Income Before: $18,000. After: $85,000.

As a software engineer in my 20's back in the 80's, I had my own office and we used to fly first-class everywhere. Today, you'll most likely be stuck in an open office plan with a bunch of smelly Indians who steal your code.

Regards,

PTR
 
As a software engineer in my 20's back in the 80's, I had my own office and we used to fly first-class everywhere. Today, you'll most likely be stuck in an open office plan with a bunch of smelly Indians who steal your code.

Regards,

PTR

LOL. I have to admit the H1B types are often useless and the equivalent of plumbers who use duct tape to connect joints.
 
Strongly disagree. Cannot take a an online class for that and be consistently profitable in a few months.

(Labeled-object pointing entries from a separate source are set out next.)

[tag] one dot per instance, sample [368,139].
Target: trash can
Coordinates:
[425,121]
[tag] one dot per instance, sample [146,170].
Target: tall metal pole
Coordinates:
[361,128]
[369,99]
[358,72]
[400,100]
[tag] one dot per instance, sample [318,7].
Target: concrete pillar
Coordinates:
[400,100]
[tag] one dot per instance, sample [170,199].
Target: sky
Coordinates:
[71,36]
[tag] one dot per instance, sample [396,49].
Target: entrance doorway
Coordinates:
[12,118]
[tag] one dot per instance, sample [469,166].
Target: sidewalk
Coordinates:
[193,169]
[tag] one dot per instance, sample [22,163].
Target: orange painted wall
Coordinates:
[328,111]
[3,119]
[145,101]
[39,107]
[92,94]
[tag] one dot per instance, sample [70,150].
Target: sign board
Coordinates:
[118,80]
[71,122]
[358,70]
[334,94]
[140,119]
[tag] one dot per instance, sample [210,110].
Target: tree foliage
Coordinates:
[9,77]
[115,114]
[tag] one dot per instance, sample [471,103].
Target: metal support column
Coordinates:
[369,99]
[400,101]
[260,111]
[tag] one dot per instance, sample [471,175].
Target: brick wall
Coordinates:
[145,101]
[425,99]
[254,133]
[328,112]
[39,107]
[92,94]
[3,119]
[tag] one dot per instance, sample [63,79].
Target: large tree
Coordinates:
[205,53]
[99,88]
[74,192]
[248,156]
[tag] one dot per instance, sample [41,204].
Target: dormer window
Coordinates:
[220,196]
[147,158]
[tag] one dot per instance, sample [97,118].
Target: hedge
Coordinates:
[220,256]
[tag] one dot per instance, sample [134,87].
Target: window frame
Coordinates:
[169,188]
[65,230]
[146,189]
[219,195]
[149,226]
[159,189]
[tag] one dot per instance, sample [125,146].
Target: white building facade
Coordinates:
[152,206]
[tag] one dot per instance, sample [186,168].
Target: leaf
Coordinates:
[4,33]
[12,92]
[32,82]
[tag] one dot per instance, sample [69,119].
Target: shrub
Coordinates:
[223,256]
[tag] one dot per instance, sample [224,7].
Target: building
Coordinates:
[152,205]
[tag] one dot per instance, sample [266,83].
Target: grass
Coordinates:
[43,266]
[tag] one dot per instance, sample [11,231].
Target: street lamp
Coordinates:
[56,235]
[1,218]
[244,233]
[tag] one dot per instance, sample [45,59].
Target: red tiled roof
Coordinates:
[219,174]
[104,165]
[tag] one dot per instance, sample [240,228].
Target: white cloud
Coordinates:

Obviously without knowing your situation I cannot know what is best for you, but I agree with what @nooby_mcnoob is saying. The industry had changed a lot from when I started. If you like coding, getting "a day job" may be the worst thing to do. You may end up with 10% coding and 90% soul sucking BS. By the time you realize this, you may be too deep in. Some industries are easy to get in, but hard to stay in. Some, like Doctors, are the opposite. If you have a choice, give it some thought.
Fortunately I don't need a day job. I learn programming to see if I can forecast stock price movement, to augment chart reading. :D
 
LOL. I have to admit the H1B types are often useless and the equivalent of plumbers who use duct tape to connect joints.
Be nice. Don't forget Google, Microsoft and a few other big techs are run by immigrants from India. There are lots of smart cookies coming out of there.:finger:
 
Yes you're right, thanks for calling me out.
:thumbsup::thumbsup:

You are right about one thing: Today's programmers/coders are probably the 21st century's equivalent of blue collar workers for the 20th century. You really don't need a college degree to learn it and the jobs pay a lot better than flipping hamburgers.

By the way I am enjoying my VBA class.
 
The one thing I regret in my career is not staying at the flagship companies... Those that look really good on someone's bio. Problem is that I'm just a terrible employee. I tell my kids that they should expect to be fired around 40-45 so go hard from grad and plan your exit ~35-40. Save, invest and network and they'll never need a day job after 35.

I don't know. I used to think that way until I realized time IS the most valuable asset. Why slave away in the cubicle farm just so you can retire with your best years behind you?

Sure, money pays for stuff. I get it. Anyways, not here to start a 50 pager thread.
 
Why slave away in the cubicle farm just so you can retire with your best years behind you?

I don't think it's either/or. Youth is wasted on the young, and in my case, I just kept seeing bigger and bigger. Big tech/finance was not enough. But really, the friends I still have at these places live very nice, balanced lives. They get to do what they enjoy, make good money and still have time to hike/bike/travel with their family.

50 pagers are the best.
 
Today's programmers/coders are probably the 21st century's equivalent of blue collar workers for the 20th century.
Yes, kind of. There were two major reasons for it:
1) Globalization and acceptance of remote work leveled the playing field. There's lots of talented people overseas willing and able to work for a lot less.
2) Commoditization of programming via libraries, API, AWS, open source, etc. 90% of coding work can now indeed be done with minimal skill and it will be "good enough"

There's still good opportunities for talented programmers, but it's becoming harder to differentiate yourself, especially when you deal with non-technical client/management.